A trip to Manzanillo would be wasted on picking up one hanger of dry cleaning, so I stopped at my two usual shopping spots -- La Comer and Sam's Club. La Comer for ground lamb and some frozen goods. Sam's Club for the usual paper trifecta (paper towels, toilet paper, and Kleenex), along with boneless chicken thighs and some tomatoes.
I then headed home. About three blocks from Sam's Club, I stopped at a Kiosko to buy a bag of ice to slow down the decay factor of the frozen goods. When I opened the hatch lid to put the ice in a storage box, I noticed a strong scent.
I was then off to Monkey's to buy some fried chicken. Monkey's is another example of how my senses of smell and taste have changed. I have always enjoyed the chicken there, but I must have been getting bored with it (even their piquante variety) because it just did not interest me anymore.
With the return of my smell and taste, the chicken is now completely new. Either Monkey's changed its recipe (not very likely) or my taste has shifted to another level.
When I brought my to-go order (for Yoana, Omar, and me) to the car, the smell in the SUV had increased. It smelled as if someone was currently smoking in my car. Not that stale cigarette smoke that lingers for months, but that "someone-is-having-a-coffin-nail-at-the-table-next-to-me-in-a-restaurant" smell.
That was obviously not the case. Unless I had taken up smoking and had completely forgotten about it, I was not the culprit. And there was no one else in the car.
I took a deeper whiff with the hatch lid open. It was the perfume that Cottenelle adds to its "soft" toilet paper." I usually never notice the scent roll-by-roll in my bathroom. But herded together, the cumulative smell was almost overwhelming.
I am certain the good folks at Kimberly-Clark never intended their toilet paper to smell like a cheap strip club in 1970s San Francisco.

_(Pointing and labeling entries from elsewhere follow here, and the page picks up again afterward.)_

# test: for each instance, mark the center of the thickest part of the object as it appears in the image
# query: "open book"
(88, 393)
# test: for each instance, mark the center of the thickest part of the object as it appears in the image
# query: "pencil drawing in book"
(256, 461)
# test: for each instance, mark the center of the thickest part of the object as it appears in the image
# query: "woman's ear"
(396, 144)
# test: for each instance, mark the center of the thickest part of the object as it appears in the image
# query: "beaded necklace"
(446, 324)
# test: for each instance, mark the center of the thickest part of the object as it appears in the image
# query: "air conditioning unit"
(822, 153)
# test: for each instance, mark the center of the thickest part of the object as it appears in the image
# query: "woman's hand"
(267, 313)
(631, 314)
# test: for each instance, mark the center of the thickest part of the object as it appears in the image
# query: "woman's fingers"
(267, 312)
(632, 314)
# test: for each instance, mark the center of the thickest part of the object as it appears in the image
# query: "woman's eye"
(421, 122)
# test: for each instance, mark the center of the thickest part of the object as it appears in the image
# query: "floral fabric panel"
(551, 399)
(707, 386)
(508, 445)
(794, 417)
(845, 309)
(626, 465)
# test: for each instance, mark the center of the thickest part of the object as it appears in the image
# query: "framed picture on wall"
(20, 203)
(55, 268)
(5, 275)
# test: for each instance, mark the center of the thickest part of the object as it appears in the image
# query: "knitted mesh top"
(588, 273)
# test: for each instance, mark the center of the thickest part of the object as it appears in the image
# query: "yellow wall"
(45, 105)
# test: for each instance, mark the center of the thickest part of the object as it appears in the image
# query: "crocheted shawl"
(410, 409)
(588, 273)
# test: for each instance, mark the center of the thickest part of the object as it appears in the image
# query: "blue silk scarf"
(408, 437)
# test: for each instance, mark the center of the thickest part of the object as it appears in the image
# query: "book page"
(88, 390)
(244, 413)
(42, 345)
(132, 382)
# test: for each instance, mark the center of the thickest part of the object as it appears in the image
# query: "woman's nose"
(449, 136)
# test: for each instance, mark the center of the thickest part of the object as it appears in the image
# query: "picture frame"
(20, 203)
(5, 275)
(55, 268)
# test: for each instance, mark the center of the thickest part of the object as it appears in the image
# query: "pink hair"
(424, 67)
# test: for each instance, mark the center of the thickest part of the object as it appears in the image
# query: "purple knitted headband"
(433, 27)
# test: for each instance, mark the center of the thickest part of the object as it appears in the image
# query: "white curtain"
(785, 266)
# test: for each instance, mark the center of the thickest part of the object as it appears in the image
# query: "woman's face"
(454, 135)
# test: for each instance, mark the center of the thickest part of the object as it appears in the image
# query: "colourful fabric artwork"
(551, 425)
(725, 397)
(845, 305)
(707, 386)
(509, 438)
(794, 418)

Perhaps it is part of the Nostalgia Collection.
I find it a bit ironic that the lingering effect of the virus has affected the way I smell the scent in the toilet paper -- considered the rocky relationship toilet paper supply had with covid.
My altered senses have been an advantage in my quest to never prepare the same dish twice in my kitchen. Everything tastes new. And that is great.
There is only one downside. Almost everything that contains tomato now tastes extremely bitter to me. But I have discovered that combining various seeds in my tomato dishes tames the bitterness.
I just need to experiment more. And there is nothing to complain about in that.
But I may need an ash tray, instead of a wastebasket, for my toilet paper.